Dewded

joined 1 year ago
[–] [email protected] 2 points 8 months ago (2 children)

Any reason why Keeper isn't on the list? Is it bad?

[–] [email protected] 10 points 11 months ago

I work in an AI company. 99% of our tech relies on tried and true standard computer vision solutions instead of machine-learning based. It's just that unreliable when production use requires pixel precision.

We might throw a gradient descent here or there, but not for any learning ops.

[–] [email protected] 1 points 11 months ago

Pretty much. Doesn't help that Firefox is the best browser for customizing your browsing experience. So all adblockers are very good on it.

Probably some summer trainee tasked with solving the Firefox + ublock Origin combo made an oopsie.

With all that said: fuck Google for even beginning their crusade against adblockers.

[–] [email protected] 1 points 1 year ago (1 children)

Love how you're getting downvotes for pointing out the exact reason.

Diversion is often also a means to fund crime and terrorism when done at scale.

In some cases of diversion the product also gets altered by changing valuable content for cheaper ones.

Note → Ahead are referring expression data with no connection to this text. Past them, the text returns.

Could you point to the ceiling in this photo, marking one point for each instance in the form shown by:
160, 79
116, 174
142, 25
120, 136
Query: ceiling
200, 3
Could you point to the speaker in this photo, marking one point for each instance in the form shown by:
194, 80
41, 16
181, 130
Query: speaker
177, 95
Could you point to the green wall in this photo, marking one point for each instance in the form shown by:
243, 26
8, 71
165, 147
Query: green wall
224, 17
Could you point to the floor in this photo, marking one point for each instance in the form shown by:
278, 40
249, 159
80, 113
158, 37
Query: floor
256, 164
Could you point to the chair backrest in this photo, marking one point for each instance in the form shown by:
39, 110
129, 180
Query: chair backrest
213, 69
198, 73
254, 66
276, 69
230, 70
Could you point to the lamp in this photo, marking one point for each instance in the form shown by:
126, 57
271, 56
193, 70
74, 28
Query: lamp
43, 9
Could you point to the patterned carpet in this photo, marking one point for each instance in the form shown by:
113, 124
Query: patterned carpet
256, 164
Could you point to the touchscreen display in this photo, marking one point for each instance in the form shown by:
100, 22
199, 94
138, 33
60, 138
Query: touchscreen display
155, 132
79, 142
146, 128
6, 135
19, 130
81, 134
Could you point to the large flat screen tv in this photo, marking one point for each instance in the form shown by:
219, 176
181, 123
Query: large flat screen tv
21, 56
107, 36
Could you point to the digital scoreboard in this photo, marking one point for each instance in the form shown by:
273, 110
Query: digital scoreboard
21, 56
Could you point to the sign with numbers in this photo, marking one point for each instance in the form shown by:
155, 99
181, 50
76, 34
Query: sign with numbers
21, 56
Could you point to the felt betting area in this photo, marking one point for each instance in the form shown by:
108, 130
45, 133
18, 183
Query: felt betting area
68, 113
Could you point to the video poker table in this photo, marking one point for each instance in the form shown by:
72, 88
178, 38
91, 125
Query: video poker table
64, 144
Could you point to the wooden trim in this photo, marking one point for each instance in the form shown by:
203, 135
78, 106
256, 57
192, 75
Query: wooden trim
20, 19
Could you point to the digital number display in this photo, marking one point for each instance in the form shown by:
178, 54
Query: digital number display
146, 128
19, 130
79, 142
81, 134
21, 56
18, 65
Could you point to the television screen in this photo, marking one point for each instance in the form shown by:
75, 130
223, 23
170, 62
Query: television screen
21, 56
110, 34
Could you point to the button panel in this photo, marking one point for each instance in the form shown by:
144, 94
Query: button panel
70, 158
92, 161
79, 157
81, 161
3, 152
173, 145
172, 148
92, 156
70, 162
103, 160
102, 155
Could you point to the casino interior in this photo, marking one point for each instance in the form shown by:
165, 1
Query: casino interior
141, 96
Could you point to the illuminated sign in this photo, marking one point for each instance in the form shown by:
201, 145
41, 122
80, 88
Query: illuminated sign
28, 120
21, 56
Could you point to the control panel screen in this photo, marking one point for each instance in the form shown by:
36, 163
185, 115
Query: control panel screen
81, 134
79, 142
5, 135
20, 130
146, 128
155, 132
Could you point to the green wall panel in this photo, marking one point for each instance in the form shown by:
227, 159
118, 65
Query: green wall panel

A good example of this would be medicine or liqour. Worst case is that the end user gets fake medicine.

Making your product affordable in a region also increases consumer safety as it will curb counterfeiting. In the case of phones this can lead to exploding batteries or electrocutions.

https://www.forbes.com/sites/samantharadocchia/2018/10/23/hair-product-diversion-is-dirty-business-heres-what-it-will-take-to-clean-up-the-supply-chain/

[–] [email protected] 1 points 1 year ago

The cynic in me says nothing significant enough changed.

Not all Unity devs are small. Especially the ones Unity is prominently targeting this for. A good example is Niantic. They made 650 million in revenue last year.

Unity has a market share of 75% in mobile. Many major mobile titles with hundreds of millions in revenue are Unity. Plus a vast number of big publisher funded "indies", however the revenue to gain there is chump change in comparison. Ranging anywhere from 0-200k depending on annual sales and number of installs.

Unreal's business model is taking 5% of your revenue, which is more than Unity's new cap of 4%. Which only activates at 1 million in annual revenue.

One might argue even that small indies are not small if they reach 1 million in annual revenue. While not neglible, it's still just 40 000 if you managed to get like 200 000 installs.

Obviously it's understandable why devs would rally to the barricades. It's their money to lose. Unity's value proposition is in how much development time they save. Which is often than not worth a lot more than 40 000 dollars given the amount of time it takes to develop an engine.

I think Unity also offers a wide array of added value services compared to Unreal in the form of easy-to-implement IAP and ads. Both are the cancer of mobile games, but also the de facto business model on the platform.

Their initial plan was poorly communicated and shit, but the adjustment is fair.